At the time, knowing the swift denunciation of Smith back home, the hierarchy likely didn’t envisage his return to the role.
A viable long-term candidate will surely emerge in two years, they’d have thought.
Except now it’s been three, and there hasn’t.
Smith this week put up his hand to return to the captaincy, in a first real sign of intent.
Stopping short of saying “I want the job back”, Smith instead stated that if they came knocking, he wouldn’t say no.
“I’ve certainly had a lot of time to think about it and I guess now I’ve got to a point where if the opportunity did come up again, I would be keen,” Smith told News Corp.
“If it was what Cricket Australia wanted and it was what was best for the team at the time, it’s certainly something I would be interested in now, that’s for sure.”
Cricket Australia know that after Tim Paine, the country’s next Test captain is a two-horse race between Smith and Pat Cummins.
While a perfect candidate off the field, there are still questions on whether Cummins could execute the role on it.
In that regard, Smith is the far safer bet.
But as we know, there’s much more to it than that.
Should Cummins cool on the idea of leading Australia at Test level, just how will Cricket Australia address this “fan consent” clause they made in March 2018?

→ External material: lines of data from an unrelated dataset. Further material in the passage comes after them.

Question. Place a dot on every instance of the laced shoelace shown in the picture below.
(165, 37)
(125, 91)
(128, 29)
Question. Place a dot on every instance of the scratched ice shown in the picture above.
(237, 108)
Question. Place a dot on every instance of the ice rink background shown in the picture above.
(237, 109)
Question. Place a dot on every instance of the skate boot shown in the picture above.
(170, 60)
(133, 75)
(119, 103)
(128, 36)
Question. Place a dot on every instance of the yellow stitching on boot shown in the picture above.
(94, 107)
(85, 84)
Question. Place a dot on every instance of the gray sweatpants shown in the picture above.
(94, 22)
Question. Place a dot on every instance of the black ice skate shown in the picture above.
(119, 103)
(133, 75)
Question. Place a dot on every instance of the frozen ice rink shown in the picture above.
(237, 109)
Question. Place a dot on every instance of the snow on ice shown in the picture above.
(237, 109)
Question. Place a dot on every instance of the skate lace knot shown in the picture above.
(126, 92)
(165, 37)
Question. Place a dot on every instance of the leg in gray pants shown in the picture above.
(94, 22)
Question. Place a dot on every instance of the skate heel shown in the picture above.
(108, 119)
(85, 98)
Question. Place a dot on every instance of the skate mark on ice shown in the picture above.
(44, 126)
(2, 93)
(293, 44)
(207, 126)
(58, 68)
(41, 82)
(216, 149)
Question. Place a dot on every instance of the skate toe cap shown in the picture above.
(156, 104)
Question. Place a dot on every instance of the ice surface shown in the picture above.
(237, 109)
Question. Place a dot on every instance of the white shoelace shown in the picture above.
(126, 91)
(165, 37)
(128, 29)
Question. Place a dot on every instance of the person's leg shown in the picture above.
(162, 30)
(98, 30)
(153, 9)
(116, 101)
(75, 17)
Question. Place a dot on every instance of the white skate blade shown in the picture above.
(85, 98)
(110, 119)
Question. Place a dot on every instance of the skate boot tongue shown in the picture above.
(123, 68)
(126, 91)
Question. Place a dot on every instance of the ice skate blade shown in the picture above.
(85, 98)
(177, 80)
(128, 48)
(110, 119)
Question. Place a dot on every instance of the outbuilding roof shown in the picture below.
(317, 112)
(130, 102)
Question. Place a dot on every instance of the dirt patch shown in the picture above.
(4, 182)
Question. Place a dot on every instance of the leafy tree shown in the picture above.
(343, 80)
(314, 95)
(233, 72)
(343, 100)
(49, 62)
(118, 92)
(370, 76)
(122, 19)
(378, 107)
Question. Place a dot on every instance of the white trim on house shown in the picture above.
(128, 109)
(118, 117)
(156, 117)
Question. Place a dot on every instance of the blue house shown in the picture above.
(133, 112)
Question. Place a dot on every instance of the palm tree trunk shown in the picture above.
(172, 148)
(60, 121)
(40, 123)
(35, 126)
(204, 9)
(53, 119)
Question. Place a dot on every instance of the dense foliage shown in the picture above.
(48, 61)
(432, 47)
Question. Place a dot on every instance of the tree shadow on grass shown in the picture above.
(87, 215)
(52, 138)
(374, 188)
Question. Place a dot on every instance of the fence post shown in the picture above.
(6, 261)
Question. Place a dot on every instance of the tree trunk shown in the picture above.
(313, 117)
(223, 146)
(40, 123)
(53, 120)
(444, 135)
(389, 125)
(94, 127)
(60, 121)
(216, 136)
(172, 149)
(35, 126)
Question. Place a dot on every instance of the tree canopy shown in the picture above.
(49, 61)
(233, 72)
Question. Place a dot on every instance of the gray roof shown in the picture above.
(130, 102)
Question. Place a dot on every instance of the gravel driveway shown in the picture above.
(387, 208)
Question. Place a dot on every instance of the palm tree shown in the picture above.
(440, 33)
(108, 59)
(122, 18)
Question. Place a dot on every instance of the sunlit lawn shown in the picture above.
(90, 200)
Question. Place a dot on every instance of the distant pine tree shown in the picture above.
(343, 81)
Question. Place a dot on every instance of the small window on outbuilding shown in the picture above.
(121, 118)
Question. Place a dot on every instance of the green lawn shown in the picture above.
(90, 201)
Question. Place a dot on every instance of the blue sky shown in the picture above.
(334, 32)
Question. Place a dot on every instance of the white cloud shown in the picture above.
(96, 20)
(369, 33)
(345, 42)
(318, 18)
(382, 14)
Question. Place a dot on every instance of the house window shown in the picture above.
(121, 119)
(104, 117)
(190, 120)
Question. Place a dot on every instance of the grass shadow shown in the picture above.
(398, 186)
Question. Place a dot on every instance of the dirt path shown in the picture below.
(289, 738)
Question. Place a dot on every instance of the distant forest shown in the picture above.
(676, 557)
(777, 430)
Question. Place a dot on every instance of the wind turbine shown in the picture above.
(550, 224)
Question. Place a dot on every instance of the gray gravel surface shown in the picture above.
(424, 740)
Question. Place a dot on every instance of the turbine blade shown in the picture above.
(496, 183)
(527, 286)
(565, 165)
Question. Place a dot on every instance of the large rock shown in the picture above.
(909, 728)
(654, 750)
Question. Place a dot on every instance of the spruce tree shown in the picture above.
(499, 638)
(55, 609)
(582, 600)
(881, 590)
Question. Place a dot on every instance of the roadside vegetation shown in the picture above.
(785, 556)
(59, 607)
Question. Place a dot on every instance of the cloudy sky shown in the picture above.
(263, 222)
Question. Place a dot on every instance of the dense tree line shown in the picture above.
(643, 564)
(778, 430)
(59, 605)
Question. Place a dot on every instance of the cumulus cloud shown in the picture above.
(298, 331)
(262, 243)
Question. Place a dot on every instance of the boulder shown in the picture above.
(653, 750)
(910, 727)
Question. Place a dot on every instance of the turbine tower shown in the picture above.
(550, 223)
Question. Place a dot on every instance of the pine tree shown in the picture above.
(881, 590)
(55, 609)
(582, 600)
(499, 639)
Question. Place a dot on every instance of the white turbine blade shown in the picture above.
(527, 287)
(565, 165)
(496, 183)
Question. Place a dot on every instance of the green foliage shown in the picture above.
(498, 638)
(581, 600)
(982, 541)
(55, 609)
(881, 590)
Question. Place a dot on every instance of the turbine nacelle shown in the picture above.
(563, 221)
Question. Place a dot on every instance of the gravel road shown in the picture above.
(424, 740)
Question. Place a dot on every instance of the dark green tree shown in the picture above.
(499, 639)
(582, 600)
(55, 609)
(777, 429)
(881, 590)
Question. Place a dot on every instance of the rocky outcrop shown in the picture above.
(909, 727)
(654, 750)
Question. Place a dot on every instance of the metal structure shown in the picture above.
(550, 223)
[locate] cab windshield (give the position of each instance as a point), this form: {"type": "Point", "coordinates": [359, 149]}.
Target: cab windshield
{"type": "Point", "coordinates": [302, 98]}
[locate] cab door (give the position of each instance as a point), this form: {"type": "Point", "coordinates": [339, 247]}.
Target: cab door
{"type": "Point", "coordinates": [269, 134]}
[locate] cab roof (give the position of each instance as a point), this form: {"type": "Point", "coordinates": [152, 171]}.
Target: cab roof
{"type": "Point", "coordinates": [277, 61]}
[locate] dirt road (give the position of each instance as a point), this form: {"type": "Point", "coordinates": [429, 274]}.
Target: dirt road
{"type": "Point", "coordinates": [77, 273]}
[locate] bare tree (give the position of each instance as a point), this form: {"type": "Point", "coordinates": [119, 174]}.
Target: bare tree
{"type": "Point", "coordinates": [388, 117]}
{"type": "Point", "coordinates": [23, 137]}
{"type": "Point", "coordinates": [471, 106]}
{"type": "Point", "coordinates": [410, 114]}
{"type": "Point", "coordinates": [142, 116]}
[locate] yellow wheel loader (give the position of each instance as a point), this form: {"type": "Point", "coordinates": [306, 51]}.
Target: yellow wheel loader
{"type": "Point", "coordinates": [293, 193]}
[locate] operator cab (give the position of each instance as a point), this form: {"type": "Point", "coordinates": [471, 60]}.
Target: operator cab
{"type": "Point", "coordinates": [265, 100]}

It’s not something they can forego.
In the aftermath of sandpaper gate, “the fans” were the key stakeholders Cricket Australia said it must win back.
The public had turned their back on the team, it said, and it must do everything it can to “win back their trust”.
This was Justin Langer and Paine’s key goal when taking over, and one they have performed admirably.
But there’s still work to do, and Cricket Australia cannot do away with a promise it made three years ago.
Perhaps the biggest problem is a logistical one: just how does one gauge the average fan’s view on Smith?
Listening to talkback radio and sifting through comments sections on various websites (this one included) would suggested he is not welcome as captain again.
“He had his chance, he blew it”, is an overriding theme.
But just as a diner is more inclined to write a negative review than a positive one, the never-again camp may just be more vocal.
Unofficial surveys certainly back that up.
News Corp canvassed 1700 readers in November and two-thirds said they would happily see Smith return to the role.
Just one third said his time was done.
Should it come to it, Cricket Australia must listen to the fans on Smith, given it had promised to do so.
How it would do so is tricky.
But to bypass them would undo some positive steps taken since that fateful day three years ago.